Holocaust in Romania – US View

The treaties that followed World War I more than doubled the territory and population of Romania. The 1930 Romanian census recorded 728,115 persons who identified themselves as Jewish, comprising approximately 4 percent of the population.

By United States Holocaust Memorial Museum

Prewar photograph of students in a weaving workshop at a yeshiva (rabbinical academy) in the northern Transylvanian town of Sighet Marmatiei. Romania, prewar. — YIVO Institute for Jewish Research, New York

Traditionally, Romania had strong ties to France but tried (under its ruler King Carol II), to remain neutral in the 1930s. With the fall of France in June 1940, Nazi Germany supported the revisionist demands for Romanian territory of the Soviet Union, Hungary, and Bulgaria. During the summer and autumn of 1940, Romania lost about 30 percent of its territory and population. The Soviet Union demanded and received Bessarabia and northern Bukovina from Romania on June 28, 1940. On August 30, 1940, under German and Italian arbitration, Romania was forced to cede northern Transylvania to Hungary in the so-called Second Vienna Award. In September, Romania ceded southern Dobruja to Bulgaria.

Even before Romania fell into the orbit of Nazi Germany, Romanian authorities pursued a policy of harsh, persecutory antisemitism–particularly against Jews living in eastern borderlands, who were falsely associated with Soviet communism, and those living in Transylvania, who were identified with past Hungarian rule. Right-wing social revolutionary movements, like the fascist Iron Guard, found significant popular support and some official sympathy for their demand that the Jews of Romania be removed from alleged places of power and then expelled from Romania.
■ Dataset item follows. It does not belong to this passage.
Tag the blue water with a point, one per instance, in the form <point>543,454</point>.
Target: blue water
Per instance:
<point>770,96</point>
However, their call for a social revolution against the political and economic establishment and their use of violent protest led to extreme hostility from the Romanian authorities. By 1938-1939, the Romanian police and the Iron Guard were locked in a state of virtual terrorist civil war.

THE “NATIONAL LEGIONARY STATE,” 1940-1941

Horia Sima, leader of the Iron Guard and deputy prime minister of the Romanian government in 1940. Bucharest, Romania, 1940. — Dokumentationsarchiv des Oesterreichischen Widerstandes

In September 1940, King Carol II was forced to abdicate after the loss of northern Transylvania to Hungary. A coalition government of radical right-wing military officers, under General Ion Antonescu and the Iron Guard, came to power and requested the dispatch of a German military mission to Romania. On November 20, 1940, Romania formally joined the Axis alliance.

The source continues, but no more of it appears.